The list of complications doesn’t end here. I frequently forget if I’m on “Sie” or “Du” terms with someone. Also,I often have difficulties recognizing people by face, so I don’t always know if the person whose hand I’m shaking is someone with whom I’m on “Du” or “Sie” terms – dangerous, dangerous social territory, crocodile-infested waters!
Why does it have to be so difficult? Well, because of cultural changes in the workplace and in the country in general, the rules for “Sie” and “Du” have become so unclear that nobody knows what to do anyone. At the same time, the penalty for violating these (now unclear) rules hasn’t disappeared.
For example, who is the higher-ranking person in a situation where an older senior manager from a vendor meets a young, relatively junior employee from a customer? Does being a customer trump other sources of seniority?
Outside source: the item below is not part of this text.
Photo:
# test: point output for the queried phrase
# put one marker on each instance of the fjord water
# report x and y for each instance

What about gender? Traditionally, men try to be extra polite and treat women as superiors in the context of “Sie” and “Du”, meaning it is the woman who has the right to suggest the “Du.” But isn’t that sexist today, and isn’t the woman entitled to a treatment at eye level in the workplace, where gender matters as little as possible?
What to do?
Personally, I wish I could spend my brain cycles on more worthwhile topics than how to avoid a horrible humiliation because of a transgression of a totally unclear rule concerning an insignificant social formality.
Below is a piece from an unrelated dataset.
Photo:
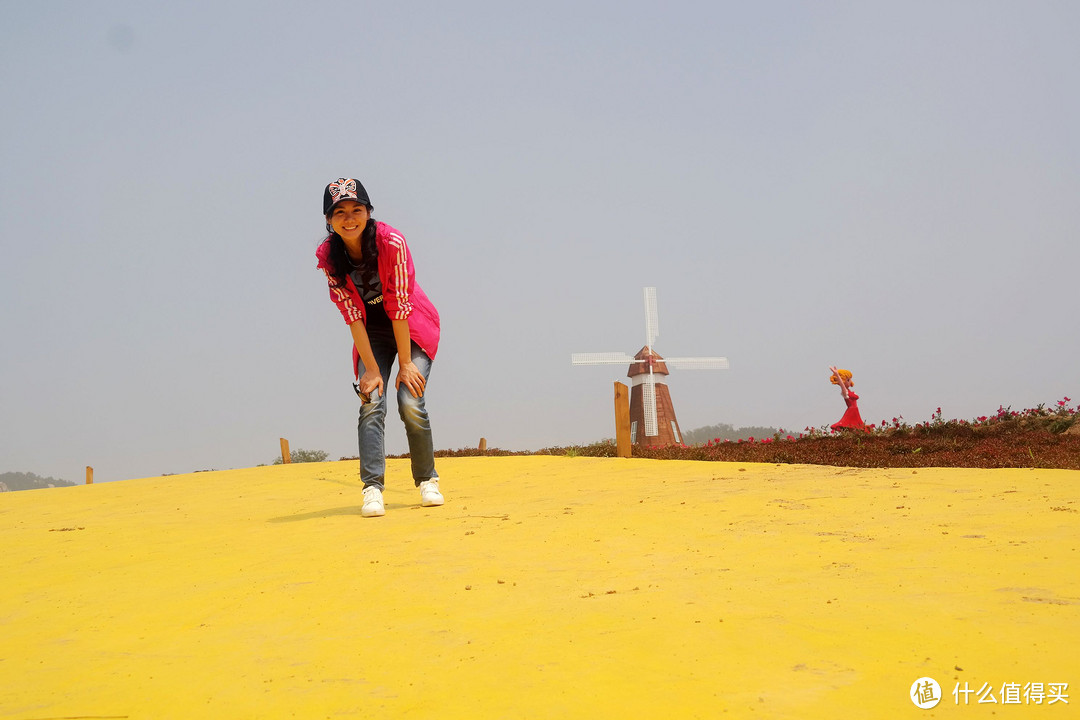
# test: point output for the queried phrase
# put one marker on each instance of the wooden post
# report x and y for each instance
(622, 421)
Therefore, I hereby declare: “You can youz me.” When we meet, let’s try to keep this as simple as possible. All things combined, even though I do like to keep my reservations, the cost of the “Sie” – “Du” awkwardness is just too high in many situations, and to make things easier, I much prefer “Du” over “Sie,” and especially in all cases when
- we’re both SAP Community members and engage at DSAG, ASUG, VNSG, SAP Inside Tracks, or in other community-powered circles
- we’re fellow geeks, sharing a strong interest in any area (could be development and architecture, food and drink, psychology, etc.)
- we’re planning to work together
- 1 != 2
Am I the only person who finds this difficult and unnecessarily complicated? Would you share your comments, remarks, observations?